The EU seeks unanimity
Attending the meeting, European Commissioner for Economy Paolo Gentiloni said that the G7 Finance statement reinforces the sixth package of sanctions against Russia that the EU adopted in June (see EUROPE 12965/9), by extending the ban on Russian oil imports to G7 countries while allowing its trade to continue worldwide, but at a lower price.
He assured that the Commission would play its part in seeking the unanimity of the 27 Member States in order to apply the price cap on imported Russian oil in the EU in accordance with the timetable set out in the sixth sanctions package, i.e. 5 December 2022 for crude oil and 5 February 2023 for oil products.

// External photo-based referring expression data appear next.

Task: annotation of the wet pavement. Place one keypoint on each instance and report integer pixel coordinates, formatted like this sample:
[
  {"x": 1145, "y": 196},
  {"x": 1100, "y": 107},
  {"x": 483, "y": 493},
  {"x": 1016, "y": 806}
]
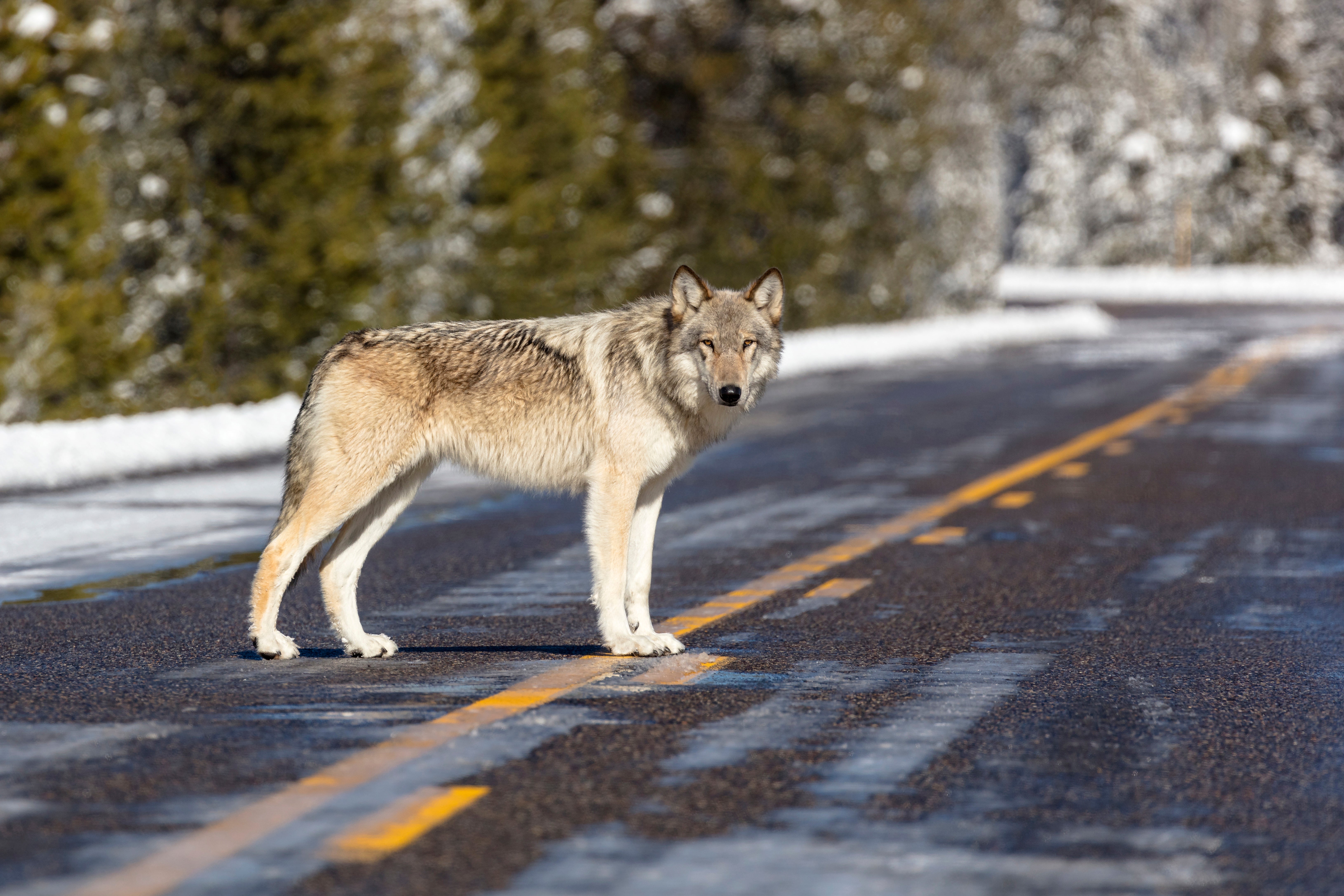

Russia ready to suspend deliveries
On the Russian side, Russia’s Deputy Prime Minister for Energy, Alexander Novak, warned that his country “will simply not deliver any more oil or oil products to companies or countries that impose such restrictions”.
He called the idea of a cap “completely absurd” and said it would destabilise the market and “European and American consumers would be the first to pay the price”, according to AFP.
The US State Department’s sanctions coordinator, James O’Brien, said that “Russia needs to keep its energy machine running and needs the money (from its energy exports)”.
Moscow has also said that sanctions against Russia threaten the operation of Nord Stream 1 by causing a shortage of spare parts.
According to Kremlin spokesman Dmitry Peskov, the operation of the entire system is at risk, as there are no reserves to replace the only working turbine if necessary.
This declaration was made on the day the maintenance work on Nord Stream 1 was completed. Work that started on 31 August and caused a total halt to Russian gas deliveries to Europe via this pipeline (see EUROPE 13011/26).
While some feared that the outage would be prolonged, shipping orders issued by the operator Nord Stream indicate that gas flows are expected to resume at the pre-maintenance level of 20% starting at 2am.